In the last decade, the tables have turned politically and economically. When earlier this month, on a visit to Mumbai, Union home minister Amit Shah urged Mumbaikars to defeat the Shiv Sena in their “own home” in the forthcoming civic elections, he was seen as driving a knife into a wounded tiger.
The hostile takeover of the Sena-led coalition government by encouraging a rebellion against the Thackeray family has only stoked fears among the Marathi manoos (common man) that a Modi-Shah-led Bharatiya Janata Party (BJP) is undermining Maharashtrian asmita (self-respect).
The frequent visits of CM Shinde to Delhi to seek clearance on Cabinet formation has only reaffirmed the perception of Maharashtra’s remote control being held by Gujarat’s intimidating “jodi #1”. In that sense, the timing of the project announcement couldn’t be more politically sensitive.
Moreover, while Maharashtra had a headstart as an economic powerhouse, Gujarat has gradually challenged its larger neighbour as the preferred investment destination in recent years.
In 2020-21, Gujarat received the highest foreign direct investment (FDI) among all states, while Maharashtra was pushed to second.
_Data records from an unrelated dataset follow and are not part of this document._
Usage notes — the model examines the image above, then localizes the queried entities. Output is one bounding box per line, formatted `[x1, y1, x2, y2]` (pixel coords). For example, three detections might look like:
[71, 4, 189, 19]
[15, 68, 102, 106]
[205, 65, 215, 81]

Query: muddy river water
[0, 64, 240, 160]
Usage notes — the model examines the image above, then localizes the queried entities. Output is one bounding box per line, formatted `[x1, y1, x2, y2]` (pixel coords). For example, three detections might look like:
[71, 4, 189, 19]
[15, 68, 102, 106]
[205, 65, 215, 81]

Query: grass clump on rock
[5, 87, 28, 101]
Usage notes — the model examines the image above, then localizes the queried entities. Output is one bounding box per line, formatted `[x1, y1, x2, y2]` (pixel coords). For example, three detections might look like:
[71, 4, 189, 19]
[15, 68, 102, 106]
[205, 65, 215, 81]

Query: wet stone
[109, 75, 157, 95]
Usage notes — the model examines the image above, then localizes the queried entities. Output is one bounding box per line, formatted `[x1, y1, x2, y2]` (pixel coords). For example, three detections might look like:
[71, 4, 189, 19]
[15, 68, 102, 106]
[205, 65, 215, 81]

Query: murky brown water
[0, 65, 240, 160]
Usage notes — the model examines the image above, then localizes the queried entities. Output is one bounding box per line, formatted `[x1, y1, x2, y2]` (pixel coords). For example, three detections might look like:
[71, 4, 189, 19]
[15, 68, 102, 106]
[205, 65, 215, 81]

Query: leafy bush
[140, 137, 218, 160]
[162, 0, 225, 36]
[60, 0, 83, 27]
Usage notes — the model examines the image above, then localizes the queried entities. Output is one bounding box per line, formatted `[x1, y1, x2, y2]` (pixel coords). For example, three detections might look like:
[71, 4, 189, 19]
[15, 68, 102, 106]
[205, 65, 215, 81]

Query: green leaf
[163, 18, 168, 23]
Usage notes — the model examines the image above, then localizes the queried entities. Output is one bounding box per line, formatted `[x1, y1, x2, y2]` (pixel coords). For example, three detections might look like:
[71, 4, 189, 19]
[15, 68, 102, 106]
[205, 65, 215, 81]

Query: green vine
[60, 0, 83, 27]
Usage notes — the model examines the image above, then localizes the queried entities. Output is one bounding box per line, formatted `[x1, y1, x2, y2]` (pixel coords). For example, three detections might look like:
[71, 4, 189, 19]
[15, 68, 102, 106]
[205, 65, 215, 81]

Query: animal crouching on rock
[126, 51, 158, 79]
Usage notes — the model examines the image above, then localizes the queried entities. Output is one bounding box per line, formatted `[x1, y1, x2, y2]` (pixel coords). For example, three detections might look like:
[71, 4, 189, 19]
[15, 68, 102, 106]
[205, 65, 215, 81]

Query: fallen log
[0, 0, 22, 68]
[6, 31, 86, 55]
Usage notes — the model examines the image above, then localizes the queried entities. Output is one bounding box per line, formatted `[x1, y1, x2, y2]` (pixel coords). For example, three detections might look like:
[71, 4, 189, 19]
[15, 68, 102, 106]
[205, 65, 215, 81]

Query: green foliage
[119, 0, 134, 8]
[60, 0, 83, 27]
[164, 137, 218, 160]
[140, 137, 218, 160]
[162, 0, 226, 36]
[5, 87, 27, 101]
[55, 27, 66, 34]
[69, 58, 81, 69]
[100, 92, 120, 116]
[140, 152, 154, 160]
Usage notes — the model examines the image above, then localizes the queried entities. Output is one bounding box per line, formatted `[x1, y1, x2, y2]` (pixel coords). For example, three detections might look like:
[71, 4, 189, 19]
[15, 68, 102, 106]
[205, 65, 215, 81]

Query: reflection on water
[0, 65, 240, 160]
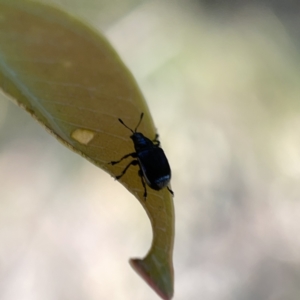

In 2021-22, Gujarat slipped to sixth as Karnataka climbed to the top, but that might be a temporary blip.
While Gujarat’s political ascendancy has contributed substantially to its economic upsurge, states such as Maharashtra must also introspect. The Enron power project in the 1990s once seen as an exemplar of the early liberalisation blueprint was mired in allegations of bribery and corruption, leading to re-negotiation and a severe credibility crisis for Maharashtra Inc.
More recently, several key infrastructure projects have been stuck because of fiercely competitive politics; the bitter fight between the Shiv Sena and the BJP over the Aarey metro car shed development is a classic example.
Where a stable single-party rule in Gujarat over the last 25 years has ensured swiftness and confidence in decision-making, coalition experiments in Maharashtra have led to uncertainty, compromises and delays in project execution.
But while Gujarat can take pride in its economic resurgence, the much-hyped Gujarat model is driven by an excessive centralised approach, not in sync with the plural character of Indian federalism.
In his Independence Day speech, the PM called for “cooperative competitive federalism” where states seek to outshine each other on the development front. But fair competition demands that the Centre nurture a transparent, level playing field and not a partisan political environment skewed in favour of double-engine BJP-ruled states, as alleged by some states. States should compete for investment based on objective economic factors.
Opposition-run states believe they are on notice from central agencies and being routinely destabilised. The overarching political ambition to create an Opposition-mukt (free) Bharat might be part of the BJP’s quest for long-term supremacy, but it also creates more friction points of suspicion and resentment, instead of genuine cooperative federalism.
One may claim that Gujarat is given priority even in non-business-related problems. Why, for instance, are important world leaders urged to travel to Gandhinagar rather than other capitals? As governor of Gujarat, Modi served as the state’s CEO. As prime minister, he leads Team India.